We should start by introducing this on the build or infrastructure repositories and then look at using it more widely to other repositories, including this which were not included in the scope of the audit. I suspect we'll need to do a bit of filtering on the default output before this will be suitable for deployment as a GitHub action check, but this is the best time - after we've done a clearup - to look at implementing it.
Ref: https://semgrep.dev FAQ with license info: https://semgrep.dev/docs/faq/#how-are-semgrep-and-its-rules-licensed
Noting also that while it's not necessarily the first thin you'll find in the docs, semgrep scan is the best way to get started instead of the semgrep ci command (which expects you to login to get access to things.
Here is the getting started in the CLI guide and something like this with the extra rules should do the trick:
semgrep scan --config /path/to/rules /path/to/code
I've run semgrep scan using the trailofbits rules against the infrastructure repository, and it highlights the outstanding issues that are already known/documented/mitigated. I've also successfully trialled adding a GitHub Action to run Semgrep with the same rulesets on PRs.
Similarly I have done the same for the temurin-build repository with similar results.
I propose adding the Semgrep PR scanner to both of these repositories.
Continuing to investigate adding it to other repositories.
PR For Infrastructure Repo: #3429
PR For Build Repo: adoptium/temurin-build#3688
PR For ci-jenkins-pipelins : adoptium/ci-jenkins-pipelines#1034
PR For installers : adoptium/installer#908
PR For aqa-tests: adoptium/aqa-tests#5343
PR For vdr-generator: adoptium/temurin-vdr-generator#21
PR for api: adoptium/api.adoptium.net#1041
PR for jenkins-helper: adoptium/jenkins-helper#61
Following on from the community meeting, clarification is being sought from EF INFRA SEC on implications of using rules with this license, so work on this issue is being temporarily suspended.
In addition to the above, the action already in place on the infrastructure repository will be moved to the .github central action repository, and the existing repo specific checks, amended to pick up the central one in a fashion similar to that used by the code-freeze bot.

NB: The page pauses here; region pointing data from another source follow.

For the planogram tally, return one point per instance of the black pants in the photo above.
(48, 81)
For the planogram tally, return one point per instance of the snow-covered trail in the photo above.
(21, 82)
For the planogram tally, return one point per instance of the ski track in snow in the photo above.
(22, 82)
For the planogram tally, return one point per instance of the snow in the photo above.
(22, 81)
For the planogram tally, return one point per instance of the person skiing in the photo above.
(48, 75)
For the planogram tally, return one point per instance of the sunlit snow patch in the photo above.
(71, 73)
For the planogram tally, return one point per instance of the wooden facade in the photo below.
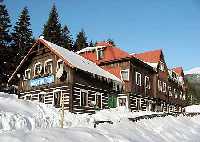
(44, 76)
(148, 86)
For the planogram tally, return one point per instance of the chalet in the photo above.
(146, 77)
(53, 75)
(137, 91)
(168, 90)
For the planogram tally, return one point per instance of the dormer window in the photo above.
(37, 69)
(100, 54)
(170, 91)
(164, 87)
(48, 66)
(162, 66)
(138, 79)
(59, 64)
(125, 74)
(147, 82)
(27, 74)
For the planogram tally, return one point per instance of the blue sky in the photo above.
(135, 25)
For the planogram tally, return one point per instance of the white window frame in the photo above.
(60, 60)
(26, 77)
(55, 91)
(136, 79)
(98, 94)
(175, 94)
(98, 55)
(160, 85)
(164, 87)
(125, 70)
(45, 63)
(85, 91)
(162, 66)
(122, 97)
(149, 85)
(170, 91)
(38, 63)
(44, 96)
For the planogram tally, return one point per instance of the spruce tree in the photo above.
(66, 40)
(4, 26)
(91, 44)
(52, 29)
(81, 41)
(4, 44)
(22, 35)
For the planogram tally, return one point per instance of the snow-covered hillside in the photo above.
(193, 71)
(24, 121)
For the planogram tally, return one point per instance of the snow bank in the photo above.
(192, 108)
(24, 121)
(168, 129)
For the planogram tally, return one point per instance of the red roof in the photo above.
(110, 53)
(149, 56)
(114, 70)
(178, 70)
(107, 44)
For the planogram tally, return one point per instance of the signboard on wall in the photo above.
(41, 81)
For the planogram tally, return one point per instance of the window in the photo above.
(175, 93)
(170, 91)
(57, 98)
(98, 100)
(162, 66)
(27, 74)
(83, 97)
(138, 79)
(59, 64)
(125, 74)
(48, 66)
(184, 97)
(122, 101)
(38, 69)
(100, 54)
(41, 97)
(160, 85)
(147, 82)
(164, 87)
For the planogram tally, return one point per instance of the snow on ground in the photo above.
(192, 108)
(25, 121)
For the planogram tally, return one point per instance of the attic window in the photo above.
(27, 74)
(147, 82)
(162, 66)
(100, 54)
(125, 74)
(38, 69)
(48, 66)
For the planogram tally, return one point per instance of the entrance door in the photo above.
(98, 100)
(57, 98)
(138, 104)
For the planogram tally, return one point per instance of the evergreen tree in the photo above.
(4, 44)
(91, 44)
(66, 40)
(4, 26)
(52, 29)
(22, 35)
(81, 41)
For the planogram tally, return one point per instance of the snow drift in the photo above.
(26, 121)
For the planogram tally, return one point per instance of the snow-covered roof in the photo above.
(80, 62)
(77, 61)
(90, 49)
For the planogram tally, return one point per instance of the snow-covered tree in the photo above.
(52, 29)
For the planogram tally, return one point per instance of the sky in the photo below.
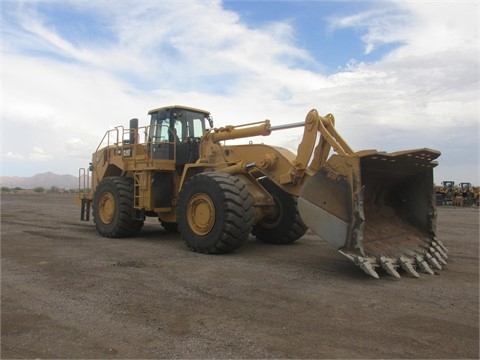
(396, 75)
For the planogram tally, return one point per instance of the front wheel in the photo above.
(215, 213)
(113, 208)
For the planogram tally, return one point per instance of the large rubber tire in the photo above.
(215, 213)
(113, 208)
(286, 226)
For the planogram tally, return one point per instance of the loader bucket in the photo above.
(377, 209)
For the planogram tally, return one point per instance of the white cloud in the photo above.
(198, 54)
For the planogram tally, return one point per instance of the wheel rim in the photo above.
(201, 214)
(107, 207)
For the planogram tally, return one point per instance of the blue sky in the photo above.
(397, 75)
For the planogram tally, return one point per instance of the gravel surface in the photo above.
(66, 292)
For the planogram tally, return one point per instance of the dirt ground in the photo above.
(66, 292)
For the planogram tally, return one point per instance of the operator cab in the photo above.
(175, 133)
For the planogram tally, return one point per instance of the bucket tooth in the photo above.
(422, 264)
(437, 255)
(388, 266)
(407, 265)
(432, 261)
(366, 266)
(439, 249)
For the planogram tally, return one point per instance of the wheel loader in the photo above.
(376, 208)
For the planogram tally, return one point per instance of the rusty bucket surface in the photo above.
(377, 209)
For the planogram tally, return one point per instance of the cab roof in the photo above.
(179, 107)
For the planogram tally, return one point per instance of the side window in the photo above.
(198, 127)
(179, 130)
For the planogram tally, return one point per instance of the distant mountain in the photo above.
(45, 180)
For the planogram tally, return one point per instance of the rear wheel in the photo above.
(284, 226)
(113, 208)
(215, 213)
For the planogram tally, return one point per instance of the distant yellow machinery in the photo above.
(375, 208)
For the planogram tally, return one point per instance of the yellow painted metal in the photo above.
(201, 214)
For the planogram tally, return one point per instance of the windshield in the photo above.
(177, 125)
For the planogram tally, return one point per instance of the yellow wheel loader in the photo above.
(375, 208)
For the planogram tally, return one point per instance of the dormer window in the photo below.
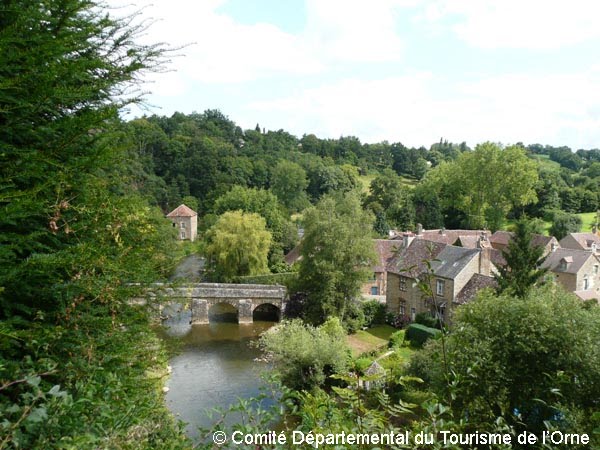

PR to centralise semgrep action following approval.. https://github.com/adoptium/.github/pull/110
Following on from the community meeting, clarification is being sought from EF INFRA SEC on implications of using rules with this license, so work on this issue is being temporarily suspended.
In addition to the above, the action already in place on the infrastructure repository will be moved to the .github central action repository, and the existing repo specific checks, amended to pick up the central one in a fashion similar to that used by the code-freeze bot.
Update on the above: @tellison confirmed with EF infra sec/legal that we are ok to use Semgrep.
The github action workflow file has been centralised in the .github repository, and the infrastructure and build repositories amended to use this.
Semgrep rolled out to all key repositories.